I shook my head. "We'll have to run between them and take our chance," I yelled. "It's our one chance of escape from this universe."
* * *
Now the giant central world beneath was no longer visible, as we raced upward and outward from it at terrific speed, and ahead loomed one of the three giant suns that lay about that world. We were leaping forward straight toward it, and in an instant it had broadened across the heavens to a stupendous disk of raging crimson fire, a thunderous, titanic sun into which we seemed inevitably doomed to plunge, but as it flared across the firmament before us Korus Kan swerved the controls, and we were flashing by it, past the red star's edge and on outward through the dying universe.

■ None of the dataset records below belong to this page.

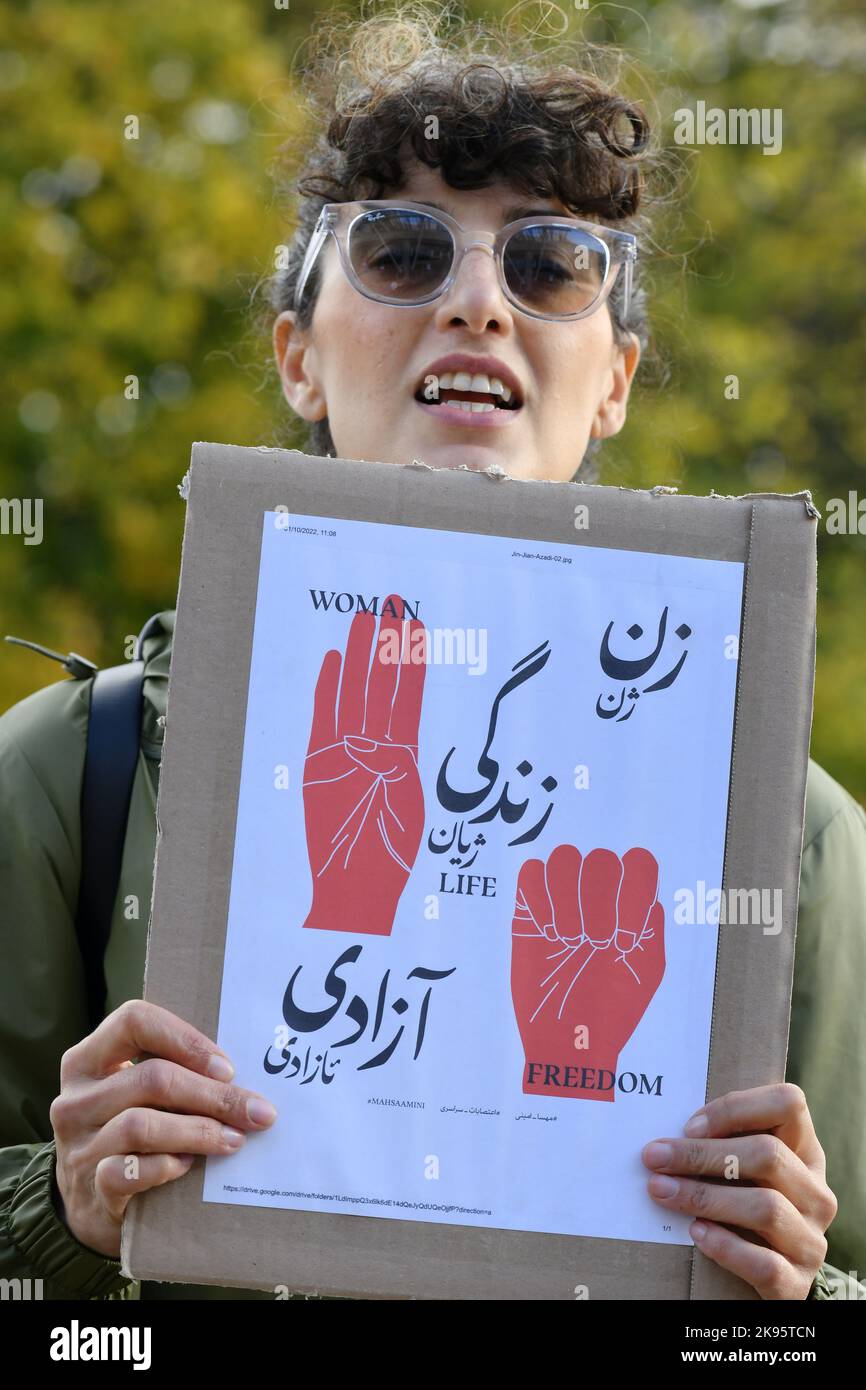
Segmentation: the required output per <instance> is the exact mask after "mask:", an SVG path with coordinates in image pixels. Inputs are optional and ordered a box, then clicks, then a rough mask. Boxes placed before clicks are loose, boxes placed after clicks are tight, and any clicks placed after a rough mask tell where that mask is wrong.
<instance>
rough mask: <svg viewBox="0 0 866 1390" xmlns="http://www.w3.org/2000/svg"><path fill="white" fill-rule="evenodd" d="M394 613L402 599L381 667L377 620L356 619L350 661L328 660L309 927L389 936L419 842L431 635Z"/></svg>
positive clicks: (318, 674) (317, 693) (368, 613)
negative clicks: (418, 753) (313, 927)
mask: <svg viewBox="0 0 866 1390" xmlns="http://www.w3.org/2000/svg"><path fill="white" fill-rule="evenodd" d="M391 607H393V612H395V613H399V612H400V609H402V600H400V599H399V598H398V596H396V595H392V596H391V599H388V600H386V603H385V605H384V612H382V616H381V619H379V631H378V638H377V642H375V648H374V651H373V662H371V652H370V649H371V646H373V641H374V635H375V617H374V616H373V613H356V614H354V617H353V619H352V627H350V630H349V639H348V642H346V655H345V659H342V657H341V653H339V652H336V651H331V652H327V653H325V657H324V660H322V663H321V671H320V674H318V681H317V684H316V698H314V703H313V727H311V730H310V745H309V748H307V759H306V763H304V776H303V805H304V821H306V830H307V852H309V856H310V869H311V872H313V905H311V908H310V912H309V916H307V920H306V922H304V927H320V929H324V930H328V931H354V933H363V934H368V935H384V937H385V935H391V929H392V926H393V917H395V913H396V908H398V902H399V899H400V894H402V892H403V888H405V887H406V880H407V878H409V874H410V872H411V866H413V863H414V860H416V855H417V852H418V845H420V842H421V833H423V830H424V794H423V791H421V780H420V777H418V724H420V720H421V698H423V694H424V673H425V631H424V624H423V623H421V621H418V620H417V619H411V620H409V621H407V620H405V619H399V617H395V616H393V613H391V612H388V610H389V609H391ZM398 656H400V659H399V660H398V659H396V657H398ZM409 656H413V657H414V660H409ZM341 666H342V673H341ZM341 674H342V678H341Z"/></svg>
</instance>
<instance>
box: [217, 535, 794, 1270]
mask: <svg viewBox="0 0 866 1390" xmlns="http://www.w3.org/2000/svg"><path fill="white" fill-rule="evenodd" d="M742 569H744V567H742V564H740V563H731V562H720V560H703V559H691V557H683V556H669V555H652V553H646V552H631V550H614V549H598V548H594V546H591V545H552V543H546V542H538V541H514V539H507V538H502V537H488V535H474V534H461V532H452V531H436V530H423V528H411V527H395V525H386V524H374V523H361V521H343V520H331V518H327V517H303V516H300V517H299V516H296V514H292V516H289V514H288V513H285V512H284V513H279V512H274V513H267V514H265V516H264V524H263V545H261V566H260V578H259V596H257V607H256V624H254V639H253V655H252V670H250V687H249V702H247V710H246V730H245V744H243V763H242V777H240V794H239V805H238V826H236V840H235V855H234V873H232V885H231V902H229V916H228V938H227V954H225V969H224V976H222V991H221V1005H220V1027H218V1044H220V1047H221V1048H224V1049H225V1051H227V1052H228V1055H229V1056H231V1058H232V1061H234V1063H235V1066H236V1076H238V1081H239V1083H240V1084H243V1086H246V1087H250V1088H253V1090H257V1091H261V1093H263V1094H265V1095H267V1097H268V1098H270V1099H271V1101H272V1102H274V1105H275V1106H277V1111H278V1118H277V1120H275V1123H274V1126H272V1127H271V1129H270V1130H267V1131H264V1133H257V1134H254V1136H252V1137H249V1138H247V1141H246V1144H245V1145H243V1148H242V1150H240V1151H239V1152H238V1154H235V1155H231V1156H225V1158H222V1156H221V1158H209V1159H207V1163H206V1180H204V1200H206V1201H210V1202H231V1204H247V1205H253V1207H291V1208H300V1209H307V1211H310V1209H311V1211H328V1212H345V1213H353V1215H363V1216H381V1218H385V1219H388V1218H391V1219H395V1218H396V1219H411V1220H421V1222H445V1223H449V1225H471V1226H495V1227H507V1229H517V1230H534V1232H559V1233H564V1234H577V1236H602V1237H616V1238H626V1240H646V1241H660V1243H673V1244H691V1241H689V1237H688V1225H689V1222H691V1218H689V1216H683V1215H678V1213H676V1212H670V1211H666V1209H662V1208H660V1207H659V1205H657V1204H655V1202H653V1201H652V1198H651V1197H649V1195H648V1191H646V1180H648V1176H649V1172H648V1169H646V1168H645V1166H644V1163H642V1162H641V1156H639V1155H641V1148H642V1145H644V1144H645V1143H646V1141H648V1140H651V1138H659V1137H664V1136H677V1134H681V1130H683V1125H684V1122H685V1120H687V1119H688V1116H689V1115H691V1113H692V1112H694V1111H695V1109H696V1108H699V1106H701V1105H702V1104H703V1101H705V1098H706V1073H708V1055H709V1037H710V1013H712V1002H713V980H714V969H716V944H717V930H719V927H717V923H719V908H720V901H719V899H720V885H721V876H723V859H724V835H726V817H727V798H728V776H730V755H731V738H733V723H734V695H735V684H737V649H738V632H740V613H741V600H742ZM770 930H771V929H770Z"/></svg>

Traveling at a speed that was all but suicidal to use inside any universe, thrumming on at all but our utmost velocity, we reeled outward through the throngs of dead and dying stars about us, while behind us at a speed that matched our own our ten pursuers came relentlessly on, with the five hundred-odd ships that we had seen rising from the serpent-city following us in turn.
Out-out-the minutes of that mad outward flight through the dying universe are but a confused, strange memory of a wild, awful race through the massed dead and dying stars that thronged thick about us, and between which we drove with such terrific swiftness that hardly could we glimpse them in passing save on our space-chart. On that chart I saw a close-massed cluster of dark suns full before us, saw the Antarian swing the ship lightning-like sidewise to avoid it, then sharply drive the controls back again as before us a crimson-flaming star about which turned countless worlds of the serpent-people loomed before us. Out-out-flashing crazily on past crimson sun and thundering dark-star, through the massed suns of great dead and dying clusters and past far-swinging planets, with the ten long ships behind clinging remorselessly to us-out-out-until far ahead there became visible across all the heavens before us the wavering pale blue light of the great vibration-wall that encircled this universe.
Out between the last of the dying universe's dark and dying suns we were racing, toward that mighty wall, and as we leapt forward I pointed toward it. "The space-forts!" I exclaimed. "Make for the opening between them, Korus Kan-and slacken speed a little."